Packets traversing through the system are always in one of the following connection tracking states: UNTRACKED, INVALID, NEW, ESTABISHED, RELATED.

UNTRACKED and INVALID refer to packets that are either explicitly being excluded from connection tracking, or that the connection tracker doesn't think are valid for the current state of the flows that it knows about.

When a new flow is established, the first packet is in either the NEW or RELATED state, and subsequent packets are in the ESTABLISHED state.  RELATED means that netfilter thinks that the new flow is somehow related to another flow, and therefore shouldn't be handled in complete isolation.

I've seen information elsewhere that says that when a flow starts in the RELATED state, it inherits the connmark from the parent.  Experimentation shows that this isn't entirely accurate (or at least, not entirely clear).  It turns out that flows that start in the RELATED state permanently share the same connmark data with the flow(s) that they are related to.  This means that if any of the flows change their connmark, those changes also affect any other flows that they are related to.

The REJECT filter target asks the kernel to drop the packet being processed and reply with some kind of packet that indicates that it was rejected.  For example, "-j REJECT --reject-with tcp-reset" will respond with a TCP RST packet.  The response packet originates in the OUTPUT chains and has a state of RELATED, rather than being considered part of the original connection as you might expect.

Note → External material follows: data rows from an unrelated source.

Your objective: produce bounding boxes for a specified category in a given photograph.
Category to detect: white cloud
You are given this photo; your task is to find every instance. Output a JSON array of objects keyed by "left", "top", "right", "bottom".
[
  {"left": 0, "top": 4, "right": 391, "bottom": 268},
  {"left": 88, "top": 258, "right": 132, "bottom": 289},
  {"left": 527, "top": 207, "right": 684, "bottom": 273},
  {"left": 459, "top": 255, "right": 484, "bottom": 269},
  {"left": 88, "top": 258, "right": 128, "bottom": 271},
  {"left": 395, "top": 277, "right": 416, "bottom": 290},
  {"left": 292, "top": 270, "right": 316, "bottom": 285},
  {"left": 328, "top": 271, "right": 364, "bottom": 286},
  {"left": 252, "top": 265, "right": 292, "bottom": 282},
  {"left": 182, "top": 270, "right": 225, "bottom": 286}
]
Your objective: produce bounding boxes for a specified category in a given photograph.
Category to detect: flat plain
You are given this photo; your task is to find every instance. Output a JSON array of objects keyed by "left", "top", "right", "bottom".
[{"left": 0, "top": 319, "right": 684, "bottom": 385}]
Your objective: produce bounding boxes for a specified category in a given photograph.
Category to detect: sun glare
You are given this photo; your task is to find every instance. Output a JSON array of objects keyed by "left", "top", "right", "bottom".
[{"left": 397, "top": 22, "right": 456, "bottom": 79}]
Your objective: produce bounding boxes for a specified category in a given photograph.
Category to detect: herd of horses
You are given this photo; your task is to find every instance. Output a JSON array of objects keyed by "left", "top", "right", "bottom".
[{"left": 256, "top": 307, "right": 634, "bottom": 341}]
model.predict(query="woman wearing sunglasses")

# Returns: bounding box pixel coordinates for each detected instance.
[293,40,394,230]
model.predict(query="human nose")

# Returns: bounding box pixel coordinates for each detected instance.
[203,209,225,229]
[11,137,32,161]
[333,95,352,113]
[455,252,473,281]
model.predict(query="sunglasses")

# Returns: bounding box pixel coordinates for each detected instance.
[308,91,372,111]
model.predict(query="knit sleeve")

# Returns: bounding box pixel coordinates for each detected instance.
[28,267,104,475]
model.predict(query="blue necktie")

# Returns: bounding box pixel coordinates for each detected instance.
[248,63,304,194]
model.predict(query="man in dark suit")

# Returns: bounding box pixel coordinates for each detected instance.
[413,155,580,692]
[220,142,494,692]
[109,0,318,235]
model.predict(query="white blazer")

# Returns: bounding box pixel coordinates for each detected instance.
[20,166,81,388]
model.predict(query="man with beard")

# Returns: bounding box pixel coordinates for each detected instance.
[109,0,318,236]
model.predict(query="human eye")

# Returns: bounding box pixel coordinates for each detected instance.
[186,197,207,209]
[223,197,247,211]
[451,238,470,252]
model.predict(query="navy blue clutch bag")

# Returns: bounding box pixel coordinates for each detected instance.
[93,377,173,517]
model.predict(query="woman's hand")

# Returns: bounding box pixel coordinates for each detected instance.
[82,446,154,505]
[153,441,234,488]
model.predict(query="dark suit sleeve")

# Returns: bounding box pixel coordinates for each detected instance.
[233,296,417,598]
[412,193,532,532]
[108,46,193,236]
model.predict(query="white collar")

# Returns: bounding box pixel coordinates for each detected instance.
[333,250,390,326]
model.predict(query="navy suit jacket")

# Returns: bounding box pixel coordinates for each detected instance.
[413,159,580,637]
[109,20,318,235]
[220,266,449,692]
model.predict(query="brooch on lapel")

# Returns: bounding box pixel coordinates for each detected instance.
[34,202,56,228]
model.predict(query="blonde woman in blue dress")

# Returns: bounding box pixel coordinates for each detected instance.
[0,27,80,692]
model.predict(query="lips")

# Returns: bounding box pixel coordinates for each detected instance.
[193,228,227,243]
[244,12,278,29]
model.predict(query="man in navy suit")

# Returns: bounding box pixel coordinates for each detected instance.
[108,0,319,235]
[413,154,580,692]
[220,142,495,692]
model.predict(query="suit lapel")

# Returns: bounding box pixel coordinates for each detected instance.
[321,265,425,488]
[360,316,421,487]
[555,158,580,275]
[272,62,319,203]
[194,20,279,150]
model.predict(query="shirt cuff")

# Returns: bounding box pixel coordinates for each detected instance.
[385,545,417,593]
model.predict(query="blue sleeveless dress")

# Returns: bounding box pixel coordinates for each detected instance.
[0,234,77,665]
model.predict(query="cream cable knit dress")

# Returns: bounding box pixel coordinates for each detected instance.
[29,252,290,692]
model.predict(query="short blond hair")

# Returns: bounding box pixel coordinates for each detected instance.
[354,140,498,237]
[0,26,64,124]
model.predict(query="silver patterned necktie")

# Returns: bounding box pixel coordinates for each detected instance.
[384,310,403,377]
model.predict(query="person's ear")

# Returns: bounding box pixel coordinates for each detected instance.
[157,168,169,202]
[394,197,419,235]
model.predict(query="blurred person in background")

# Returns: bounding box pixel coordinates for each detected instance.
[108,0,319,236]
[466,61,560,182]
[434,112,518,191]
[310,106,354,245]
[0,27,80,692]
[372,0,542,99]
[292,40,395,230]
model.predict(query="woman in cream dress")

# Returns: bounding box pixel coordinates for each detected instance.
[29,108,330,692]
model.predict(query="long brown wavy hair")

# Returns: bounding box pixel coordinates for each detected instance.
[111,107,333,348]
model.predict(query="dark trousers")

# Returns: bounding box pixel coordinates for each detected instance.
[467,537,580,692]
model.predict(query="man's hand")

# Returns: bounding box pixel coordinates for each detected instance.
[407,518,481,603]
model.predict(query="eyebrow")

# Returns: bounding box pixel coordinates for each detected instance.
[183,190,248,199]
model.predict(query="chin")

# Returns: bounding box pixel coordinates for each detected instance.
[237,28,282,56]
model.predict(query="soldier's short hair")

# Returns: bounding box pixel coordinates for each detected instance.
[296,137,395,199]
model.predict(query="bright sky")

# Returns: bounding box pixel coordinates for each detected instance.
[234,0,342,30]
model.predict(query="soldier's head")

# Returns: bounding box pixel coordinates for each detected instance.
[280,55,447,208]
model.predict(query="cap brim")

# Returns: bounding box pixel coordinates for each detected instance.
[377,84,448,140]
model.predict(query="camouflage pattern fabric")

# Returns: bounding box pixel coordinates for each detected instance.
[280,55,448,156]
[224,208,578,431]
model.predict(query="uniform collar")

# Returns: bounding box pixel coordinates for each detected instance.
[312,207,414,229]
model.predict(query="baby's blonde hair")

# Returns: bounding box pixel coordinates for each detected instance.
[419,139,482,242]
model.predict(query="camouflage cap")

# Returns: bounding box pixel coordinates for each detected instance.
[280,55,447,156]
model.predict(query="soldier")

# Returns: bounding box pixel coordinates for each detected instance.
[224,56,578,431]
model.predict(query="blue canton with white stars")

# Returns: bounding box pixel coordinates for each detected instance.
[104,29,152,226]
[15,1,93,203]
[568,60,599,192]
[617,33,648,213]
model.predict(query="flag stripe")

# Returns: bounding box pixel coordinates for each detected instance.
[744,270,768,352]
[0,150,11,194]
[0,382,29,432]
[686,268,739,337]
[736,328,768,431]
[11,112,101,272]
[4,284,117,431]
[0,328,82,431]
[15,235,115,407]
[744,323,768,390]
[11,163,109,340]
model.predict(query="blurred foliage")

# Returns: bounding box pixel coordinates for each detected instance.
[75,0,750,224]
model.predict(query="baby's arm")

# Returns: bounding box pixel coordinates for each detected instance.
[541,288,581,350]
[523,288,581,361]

In the case of rejecting connections with a TCP RST packet, the RST will, of course, have the same 5-tuple as the original TCP connection.  There doesn't appear to be any way of accessing a unique ID that identifies the flow, so as far as I can tell it is (probably) impossible for an external application to reliably tell the difference between packets belonging to the original (rejected) flow, and packets belonging to the related flow that carries the RST.

It is a shame that a flow ID isn't made available to user applications through the NFLOG / NFQUEUE interface.  Some poking around suggests that a flow ID *might* be available through the NFQA_CT section of the netlink message, so that warrants further investigation maybe.